Starting at approximately 3 AM UTC today, BunnyCDN suffered an unfortunate 1-hour system-wide outage. This was a result of a chain of events that all started with a DDoS attack aimed at our backend and API server and a combination of a bug in our DNS network. We would like to apologize to everyone affected and assure you that we are already hard at work on preventive measures so that this does not happen again in the future.
So what exactly went wrong?
As always, we want to provide a full insight into what happened.
Starting at 3 AM UTC we first began receiving notifications about a problem with our network. After further investigation, we found out that there was a DDoS attack taking place targeting the BunnyCDN API and backend server. The attack was getting filtered, but we later found out that it prevented our backend server from performing DNS queries against Google's nameservers in order to connect to the database. Although our CDN system was designed to run completely independent from the backend server, as a result of requests timing out, this triggered a memory leak bug in our DNS software. Over the course of approximately 15 minutes, this resulted in a slow death of all the global DNS nodes and a resulted in a worldwide outage.

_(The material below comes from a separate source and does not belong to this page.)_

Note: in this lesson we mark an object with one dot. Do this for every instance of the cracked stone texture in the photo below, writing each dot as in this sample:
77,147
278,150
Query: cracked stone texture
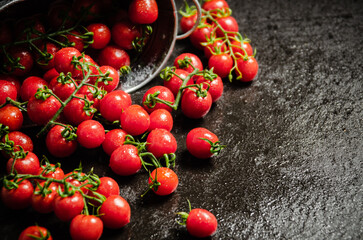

We immediately went and attempted to restart the backend server, however, due to the DDoS attack Google's DNS was still unreachable and it seemed like the database was still not responding. To remedy the situation, we attempted a physical restart of the machine, but for yet an unknown reason it failed to boot and start back up multiple times which caused additional delays. At around 4 AM UTC, we finally managed to bring the web server back up and attempted to switch the DNS resolvers to one provided by our hosting partner that was not being filtered out by the DDoS protection. This did the trick and brought the system back online. We immediately restarted the DNS network and all the software running on the edge nodes and the traffic began flowing from the edge nodes. Finally, the sudden surge of data accumulated while the CDN system was offline then cashed our metrics server, but that was then quickly restarted and brought back online. At this point, the whole system was back up and running again.
What are we doing to prevent this in the future?
We want to learn from our mistakes and make sure to improve based on the experience. The first thing we are doing is making sure that the DNS servers are completely independent of the backend system and finding out why this was not the case during the incident. Our system was designed to not have a single point of failure and we want to make sure this remains true under all circumstances. We will also be moving our internal API to a different server that will not be publicly exposed.
Finally, we would like to apologize to everyone for the downtime and thank everyone for their patience while the incident was underway. We take any downtime very seriously and are constantly trying to improve the service and we will take the knowledge gathered from this and try to make BunnyCDN even better.